Only a week into the World Cup, I’m pretty certain I’ll soon need a recovery period break. You see, this is my first as a conditionally legal alcoholic. It also marks the first time in my short life that drinking at 7am daily has been considered normal, even admirable behavior (in the sense of physical endurance and accomplishment).
It’s been quite the vicious cycle. By the time the day’s second match kicks off at 10am, the taste of $6-a-pack Sapporos (quite the steal in NYC, mind you) and Newports is stained in my teeth. Then, the countdown begins until I can race over to the $1-a-slice pizza spot on St. Mark’s that opens at 11, praying that they got an early start on the pepperoni pies (they hardly ever do). And the cycle-within-a-cycle continues for the third match at 2pm—all the while I try to conduct a normal workday and later strive to chase after the women wearing next-to-nothing at nighttime in NYC. Thank god I’m “working from home” this summer.

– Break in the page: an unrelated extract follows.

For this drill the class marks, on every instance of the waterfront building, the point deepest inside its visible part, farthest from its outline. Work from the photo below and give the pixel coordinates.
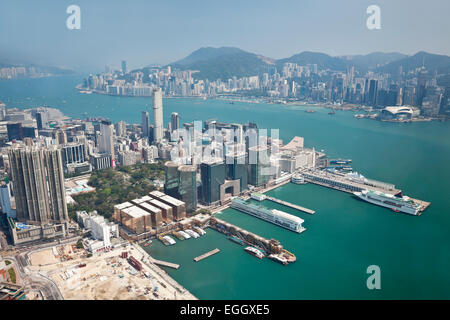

It goes without saying then that my beloved Three Lions need to win against Algeria. The disturbing lack of dental hygiene, the packing on of the pounds (four already *pats self on back*), the lost iPhone amidst a drunken stupor, and the dwindling bank account this week must have some greater justification. If “my team” continues playing until July 11th and thus the cycle keeps going, too, then so be it. The 20 pounds of pizza fat that will have boosted my cup size and the mounting debt that will have prevented me from paying my cable bill (Mad Men, next month!) will have been worth it and all will be forgiven. Any fan of any squad would agree.
-- France sucks (and props to Mexico). But just like ’06, they can qualify for the knockout stage with a decisive win in their last group game (against South Africa) and with some help in the other match. Then, who knows what French squad will show.